By Drew Burns - As health care costs continue their steady climb upward (currently expected to balloon 7% in 2024, according to a new report by PwC), employers are increasingly considering the switch from fully insured to self-funded plans. It’s an effective strategy for companies looking to manage costs, have more insight into their expenses and offer more affordable plans that make sense for their workforce. Read Full Article…

VBA Article Summary

  1. Mitigated Risks with Level Funding:

    Gradual Transition: For employers contemplating a transition from fully insured to self-funded plans, level funding serves as a prudent intermediary step. This middle ground approach aids employers in gradually adapting to self-funding mechanisms without taking on excessive financial risks initially.

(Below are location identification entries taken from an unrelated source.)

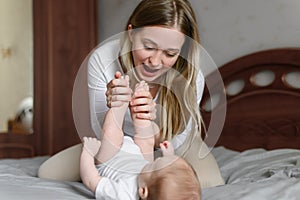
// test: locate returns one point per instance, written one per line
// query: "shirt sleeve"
(180, 138)
(108, 189)
(97, 82)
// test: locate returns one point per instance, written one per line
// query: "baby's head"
(169, 177)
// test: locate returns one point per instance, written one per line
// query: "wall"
(16, 66)
(228, 28)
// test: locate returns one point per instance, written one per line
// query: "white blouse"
(102, 65)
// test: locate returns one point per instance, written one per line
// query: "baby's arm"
(88, 172)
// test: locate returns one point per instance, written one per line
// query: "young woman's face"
(155, 50)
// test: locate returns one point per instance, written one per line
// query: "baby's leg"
(144, 129)
(88, 172)
(112, 133)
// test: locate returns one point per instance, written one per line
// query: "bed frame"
(259, 113)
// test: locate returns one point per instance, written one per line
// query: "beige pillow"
(205, 165)
(63, 166)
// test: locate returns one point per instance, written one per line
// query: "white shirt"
(119, 174)
(102, 66)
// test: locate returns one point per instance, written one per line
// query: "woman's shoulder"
(107, 50)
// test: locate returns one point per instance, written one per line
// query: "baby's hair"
(177, 181)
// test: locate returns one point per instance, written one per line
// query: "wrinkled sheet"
(257, 174)
(18, 180)
(251, 175)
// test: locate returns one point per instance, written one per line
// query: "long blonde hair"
(178, 100)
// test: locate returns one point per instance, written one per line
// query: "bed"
(257, 151)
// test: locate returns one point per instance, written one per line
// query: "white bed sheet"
(255, 174)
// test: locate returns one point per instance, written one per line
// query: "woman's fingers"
(118, 91)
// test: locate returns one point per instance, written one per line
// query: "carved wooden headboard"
(263, 101)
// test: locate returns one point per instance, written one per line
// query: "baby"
(122, 168)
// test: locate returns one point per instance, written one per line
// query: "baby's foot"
(140, 87)
(91, 145)
(144, 128)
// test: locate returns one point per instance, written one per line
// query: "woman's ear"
(129, 29)
(143, 192)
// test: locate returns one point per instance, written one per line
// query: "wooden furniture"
(264, 113)
(64, 33)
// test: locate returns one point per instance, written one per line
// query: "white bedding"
(254, 174)
(257, 174)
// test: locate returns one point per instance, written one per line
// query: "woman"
(160, 45)
(162, 50)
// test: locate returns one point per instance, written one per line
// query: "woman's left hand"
(143, 105)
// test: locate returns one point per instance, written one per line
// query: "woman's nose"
(156, 58)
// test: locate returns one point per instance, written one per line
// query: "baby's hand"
(167, 148)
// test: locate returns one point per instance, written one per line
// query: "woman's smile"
(149, 71)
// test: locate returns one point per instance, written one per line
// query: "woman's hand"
(167, 148)
(142, 105)
(118, 91)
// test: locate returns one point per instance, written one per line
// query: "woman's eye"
(149, 48)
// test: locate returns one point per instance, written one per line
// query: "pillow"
(63, 166)
(204, 163)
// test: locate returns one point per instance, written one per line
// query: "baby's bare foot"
(91, 145)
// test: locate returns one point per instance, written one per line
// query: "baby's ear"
(143, 192)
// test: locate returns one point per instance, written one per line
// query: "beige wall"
(16, 69)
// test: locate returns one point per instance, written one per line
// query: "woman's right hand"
(118, 91)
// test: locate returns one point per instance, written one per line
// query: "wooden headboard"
(263, 101)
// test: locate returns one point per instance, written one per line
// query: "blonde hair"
(177, 99)
(177, 181)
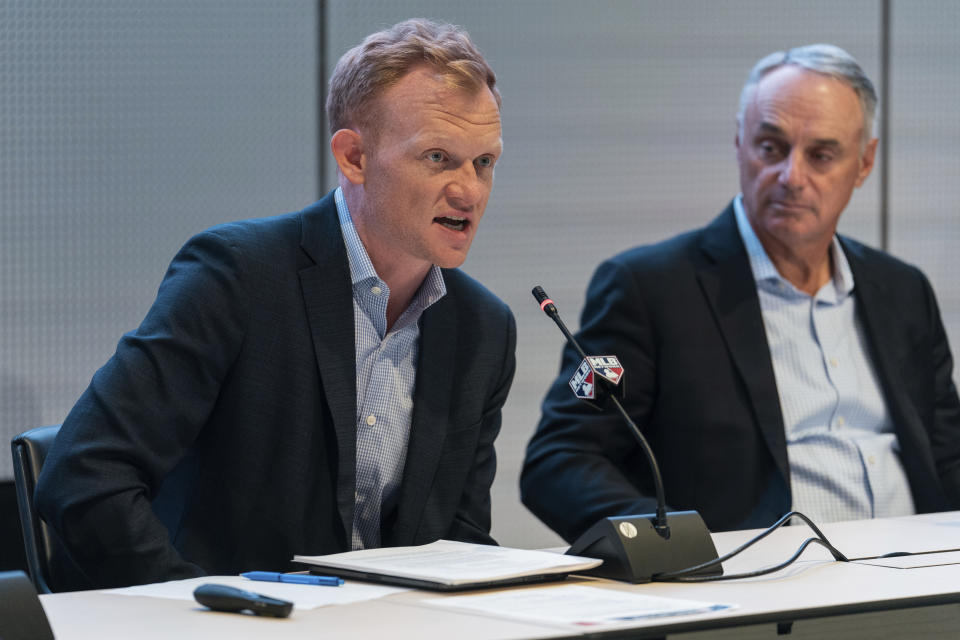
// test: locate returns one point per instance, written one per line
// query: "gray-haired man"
(771, 363)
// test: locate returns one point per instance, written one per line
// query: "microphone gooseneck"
(660, 524)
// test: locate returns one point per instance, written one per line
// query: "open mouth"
(453, 223)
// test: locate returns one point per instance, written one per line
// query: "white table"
(820, 597)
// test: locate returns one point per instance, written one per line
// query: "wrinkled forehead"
(424, 99)
(791, 96)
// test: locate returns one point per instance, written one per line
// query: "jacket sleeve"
(139, 416)
(471, 521)
(582, 464)
(945, 430)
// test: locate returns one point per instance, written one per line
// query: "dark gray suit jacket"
(684, 318)
(221, 435)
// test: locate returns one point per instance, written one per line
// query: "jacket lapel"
(328, 298)
(730, 290)
(431, 416)
(880, 326)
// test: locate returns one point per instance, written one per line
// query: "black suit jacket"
(684, 318)
(220, 437)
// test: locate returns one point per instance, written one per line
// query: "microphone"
(633, 548)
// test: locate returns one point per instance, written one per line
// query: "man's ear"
(347, 148)
(866, 161)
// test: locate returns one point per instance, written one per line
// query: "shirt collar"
(361, 268)
(764, 269)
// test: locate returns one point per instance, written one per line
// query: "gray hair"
(827, 59)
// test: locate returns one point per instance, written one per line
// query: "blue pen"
(294, 578)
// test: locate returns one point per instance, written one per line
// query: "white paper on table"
(577, 605)
(303, 596)
(915, 560)
(452, 563)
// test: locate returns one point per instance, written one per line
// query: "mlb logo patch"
(582, 382)
(607, 366)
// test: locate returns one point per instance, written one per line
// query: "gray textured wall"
(127, 126)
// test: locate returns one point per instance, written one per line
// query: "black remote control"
(220, 597)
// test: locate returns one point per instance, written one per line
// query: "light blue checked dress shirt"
(386, 372)
(844, 462)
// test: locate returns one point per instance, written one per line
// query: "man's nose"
(466, 188)
(793, 171)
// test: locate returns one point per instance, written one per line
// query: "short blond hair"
(377, 63)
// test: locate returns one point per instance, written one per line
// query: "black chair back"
(21, 614)
(47, 558)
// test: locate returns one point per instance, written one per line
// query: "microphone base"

    Budgeting Consistency: Level-funded plans introduce a degree of financial predictability into the health funding landscape for employers. By necessitating fixed monthly payments covering estimated claims, administration costs, and stop-loss insurance premiums, these plans facilitate stable budgeting akin to fully insured plans.

    Financial Safety Nets: Employers embarking on level-funded plans enjoy safeguards in the form of stop-loss insurance. In the event of claims exceeding the anticipated amount, stop-loss provisions activate, covering the additional costs and thereby providing financial security to the employer.

  2. Enhanced Control and Transparency:

    Customization Freedom: Employers deploying self-funded or level-funded plans acquire greater flexibility in tailoring benefits and selecting vendors, reflecting the unique needs and preferences of their workforce. This degree of customization is often not feasible under fully insured arrangements.

    Transparent Financials: Given that employers directly handle claims payments under these funding models, there's an inherent transparency in financial transactions. Such transparency is invaluable for employers and benefits consultants aiming to efficiently manage and mitigate risks associated with health claims.

    Informed Decision-Making: With access to detailed claims data, employers can make data-driven decisions regarding their health plans, which is a benefit not typically available in fully insured plans.

  3. Potential Savings and Value Retention:

    Savings Realization: In self-funded and level-funded plans, employers stand to reap significant savings, particularly in years witnessing lower-than-expected claims. The structure of these plans allows employers to directly benefit from and reinvest these savings, fostering financial health and stability for the firm.

    Rebate Mechanism: Level funding incorporates provisions for rebates or refunds for employers in cases where total claims are below projections. This feature, absent in fully insured plans, enhances the value proposition of level-funded arrangements for employers.

    Exemption from State Mandates: Self-funding empowers employers to sidestep state mandates and premium taxes, translating into further savings and financial efficiency for businesses navigating the complex terrain of healthcare funding.